The structure is promisingly similar to a classic Muppet movie, in that this small group of trolls must visit a number of locations, recruit more characters, and pause for song breaks. They even encounter characters who resemble old Muppets, as part of Trolls’ mission to make big-budget computer animation look genuinely eccentric and sometimes even handmade, embracing character designs that intentionally clash with the leads’ straightforward cuteness. Velvet and Veneer, for example, resemble a shiny, unholy cross between pre-Bugs Bunny Looney Tunes and the Slender Man. The movie has fun recognizing its own aesthetic derangement, making a number of parent-targeted allusions to various characters’ seeming sexual incompatibility and/or promiscuity. (It’s a particularly strange turn for a series that’s always seemed unsure how much actual romance to tease out of the Poppy/Branch relationship.)
These grown-up jokes are funny, and also a bit much, which is basically the Trolls mission statement. Its ongoing bacchanal of goofiness here makes a particular drag out of Branch, who spends a lot of the movie tediously, if understandably, fuming at his capricious siblings (and it is difficult to generate much sympathy for a quartet of older brothers who ditch a baby, even in cartoon form). Branch’s storyline is supposed to provide some emotional grounding – the movie tees up one of its central lessons about the dangers of joyless perfectionism within its first two minutes – but in doing so pulls focus from Poppy, whose subplot mirrors Branch’s, which is to say it’s a shameless photocopy: She has her own long-lost sibling to find, a plot turn that’s clunky in both its coincidences and its lampshading of those coincidences.
Maybe the attempts to tug at heartstrings feel like wasted time because regardless of whatever hastily conceived backstories director Walt Dohrn and his crew assemble, every Trolls movie so far winds up exhausted (and exhausting) by its final stretch. That’s especially true of Band Together, which introduces around 10 new characters while trying to keep in touch with half a dozen figures from the previous movies, all in under 90 minutes (if you don’t count the credits).
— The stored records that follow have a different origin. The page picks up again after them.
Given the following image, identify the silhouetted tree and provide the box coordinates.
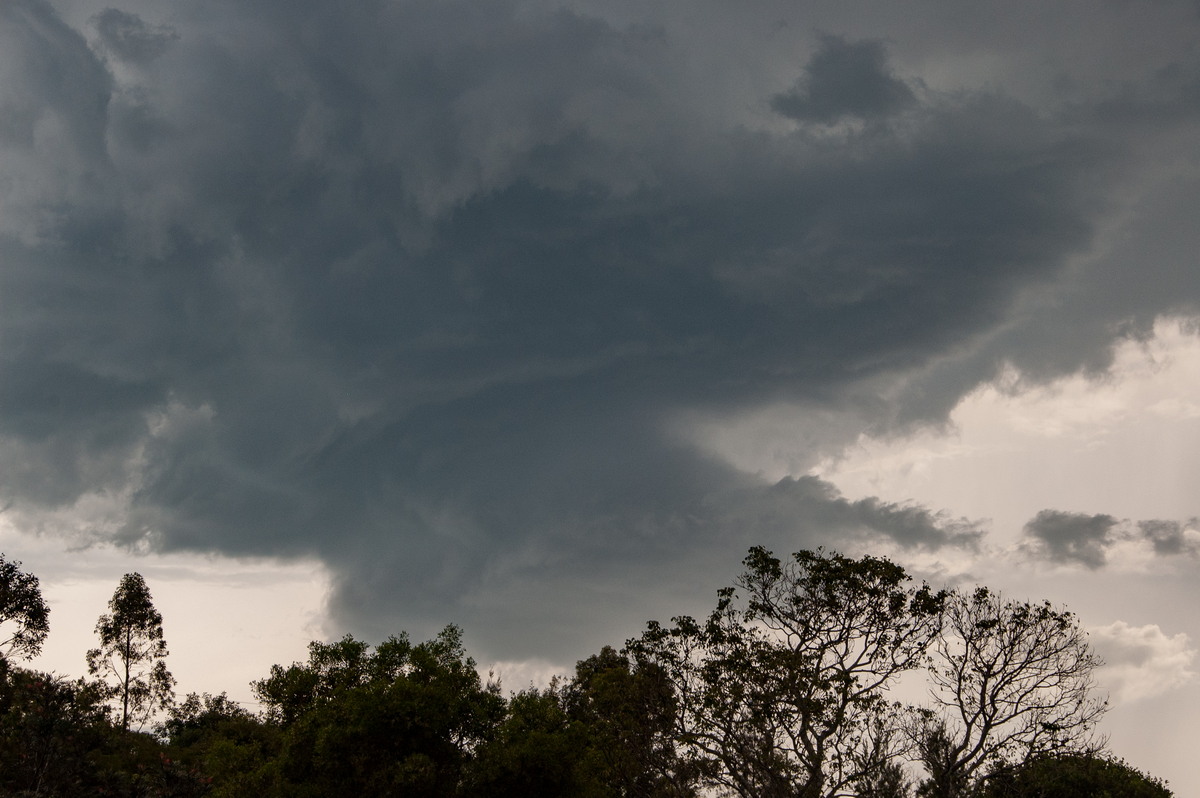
[254,626,504,798]
[917,587,1106,798]
[88,574,175,730]
[563,646,700,798]
[979,754,1172,798]
[0,554,50,668]
[630,547,944,798]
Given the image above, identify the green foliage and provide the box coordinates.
[630,547,946,798]
[88,574,175,730]
[0,668,108,796]
[0,548,1171,798]
[464,684,590,798]
[980,754,1172,798]
[916,588,1106,798]
[160,692,280,798]
[563,646,700,798]
[0,554,50,662]
[254,626,504,797]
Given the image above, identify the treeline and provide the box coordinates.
[0,548,1171,798]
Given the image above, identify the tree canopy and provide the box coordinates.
[86,574,175,728]
[0,547,1171,798]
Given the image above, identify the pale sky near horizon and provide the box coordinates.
[0,0,1200,797]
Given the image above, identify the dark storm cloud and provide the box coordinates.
[0,0,1196,655]
[1025,510,1118,569]
[770,36,917,124]
[92,8,179,64]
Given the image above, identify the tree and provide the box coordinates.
[916,587,1108,798]
[980,754,1172,798]
[0,554,50,662]
[630,547,946,798]
[88,574,175,731]
[253,626,504,798]
[563,646,698,798]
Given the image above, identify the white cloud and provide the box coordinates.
[1091,620,1196,703]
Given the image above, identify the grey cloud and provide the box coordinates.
[1138,518,1200,557]
[92,8,179,64]
[0,0,1196,654]
[770,36,917,124]
[1025,510,1117,569]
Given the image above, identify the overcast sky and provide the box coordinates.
[0,0,1200,796]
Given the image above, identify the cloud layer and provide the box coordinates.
[0,0,1200,656]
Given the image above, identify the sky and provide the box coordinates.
[0,0,1200,796]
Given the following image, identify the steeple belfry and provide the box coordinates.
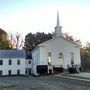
[56,11,60,26]
[54,11,63,36]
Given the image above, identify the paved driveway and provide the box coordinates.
[0,76,90,90]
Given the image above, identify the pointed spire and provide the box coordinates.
[54,11,63,36]
[56,11,60,26]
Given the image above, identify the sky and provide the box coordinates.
[0,0,90,44]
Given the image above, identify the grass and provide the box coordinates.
[63,73,90,80]
[0,83,16,89]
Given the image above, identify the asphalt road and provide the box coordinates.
[0,76,90,90]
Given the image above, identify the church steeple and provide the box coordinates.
[54,11,63,36]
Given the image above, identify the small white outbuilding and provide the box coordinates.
[31,13,81,75]
[0,50,26,76]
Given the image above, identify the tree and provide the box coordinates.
[10,33,24,50]
[0,28,12,49]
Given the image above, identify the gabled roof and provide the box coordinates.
[38,36,80,47]
[0,50,26,58]
[32,36,80,52]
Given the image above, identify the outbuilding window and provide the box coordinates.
[8,60,12,65]
[17,70,20,75]
[17,59,20,65]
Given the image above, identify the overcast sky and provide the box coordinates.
[0,0,90,43]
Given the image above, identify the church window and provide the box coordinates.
[48,52,52,65]
[71,52,74,64]
[48,52,51,57]
[58,52,63,58]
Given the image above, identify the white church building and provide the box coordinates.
[31,13,81,75]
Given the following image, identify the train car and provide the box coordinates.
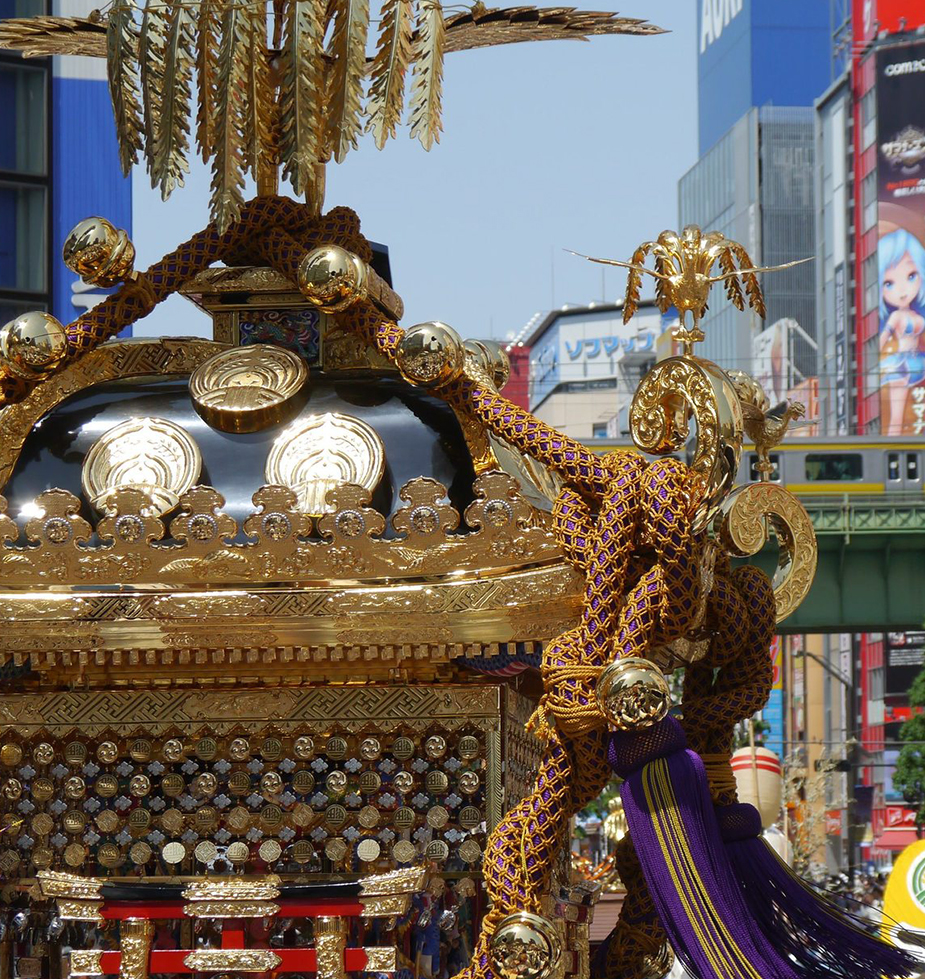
[572,434,925,495]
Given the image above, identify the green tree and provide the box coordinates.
[893,669,925,836]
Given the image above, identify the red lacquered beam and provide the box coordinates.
[101,898,363,921]
[93,948,378,976]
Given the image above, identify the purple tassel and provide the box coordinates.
[717,803,920,979]
[609,717,796,979]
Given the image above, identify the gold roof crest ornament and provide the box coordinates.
[573,224,812,354]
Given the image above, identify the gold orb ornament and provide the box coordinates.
[62,217,135,288]
[299,245,369,313]
[463,340,511,391]
[0,310,67,380]
[489,911,562,979]
[597,656,671,731]
[395,322,465,387]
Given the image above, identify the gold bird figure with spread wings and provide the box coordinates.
[573,224,811,353]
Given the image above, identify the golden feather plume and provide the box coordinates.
[446,3,664,53]
[719,248,745,309]
[279,0,324,195]
[196,0,221,160]
[106,0,141,177]
[211,0,249,233]
[366,0,411,149]
[729,241,767,319]
[241,0,276,176]
[138,0,167,179]
[655,256,672,313]
[150,0,195,200]
[0,15,106,58]
[411,0,446,150]
[326,0,369,163]
[623,241,652,323]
So it almost doesn’t matter that, say, the design and vocal work for a character like Crimp (Zosia Mamet), Velvet and Veneer’s harried mop creature of an assistant, is amusing and inventive; she’s shuffled on and off screen in too much of a frenzy to make any difference.
Even the usually-reliable musical numbers start to feel like they’re being rushed off the stage; the mash-ups and remixes often play out like abbreviated medlies. The affectionate riffs on boy-band culture (like how all of BroZone’s song titles involve the words “girl,” “baby,” and “love”) don’t differentiate this movie’s overzealous poptimism from its predecessors as much as they’re supposed to. Kids who liked those earlier movies will probably still have a good time here, and fans of the series’ freewheeling visual style will find eye-widening delights. By the end, though, these trolls are starting to feel pretty road-weary.